Album: Tennessee & Other Stories

Label: Three Lobed

Review date: Sep. 22, 2010


Until now, Hans Chew has been best known as a sideman. He’s played exuberant barroom piano on the last couple Jack Rose albums and contributed keyboards and vocals to D. Charles Speer & The Helix, a country-tinged combo lead by No Neck Blues Band’s Dave Shuford. Tennessee & Other Stories, his debut LP, gives a more complete accounting of Chew’s skills as a singer, writer and multi-instrumentalist.

On the face of things, it’s an anachronistic effort. His gospel-steeped piano and organ playing makes no references to anything that’s happened musically since Nixon stepped down, and you won’t hear a studio effect less than 35 years old. Chew’s writing is steeped in a Gothic American tradition of murder ballads like “Pretty Polly” and hung-over repentances like “Sunday Morning Coming Down,” with an occasional detour through the back roads of classic rock — “Magnet Moon” may be all about coming back to where you started, but its melody bears a more than passing resemblance to Blind Faith’s “Can’t Find My Way Home.”

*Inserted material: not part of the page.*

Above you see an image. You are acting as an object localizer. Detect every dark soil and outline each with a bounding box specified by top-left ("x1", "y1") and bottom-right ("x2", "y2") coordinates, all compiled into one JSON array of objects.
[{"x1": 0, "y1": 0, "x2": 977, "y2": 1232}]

But a peek at the writing credits shows that he’s not totally stuck in the past. The sole cover is Tim Rose’s “Long Time Man”; Chew also credits Nick Cave and Mick Harvey, who remade it with the Bad Seeds, and the cues he takes from Cave’s version amp up the song’s stewing mix of hatred developed both in and out. Chew writes with a matter-of-factness about psychological impairment and pathology — he even drops the latter word on “Queen Of The Damned Blues” — that feels very much part of a present in which people can watch cable series about their favorite disorder. On “I Wish There Was A Train,” the narrator puts his old corporate job on the same level as his grandparents’ sharecropping, as if to say we were fucked then and we’re fucked now. He may yearn for the past, but he’s not making any pretence that the past is better than the present.

In fact, in Chew’s songs, the past is pretty tense (thanks, Captain); parents die, people make mistakes they can’t transcend, fate sets you up for the knockout punch coming down the road. But that’s not stopping Chew from making a record that sounds like a thing of the past, and since he played most of the instruments himself, you know he wanted it to sound that way. Just because the past holds the root of his problems, he seems to be saying, that doesn’t mean the music didn’t sound better.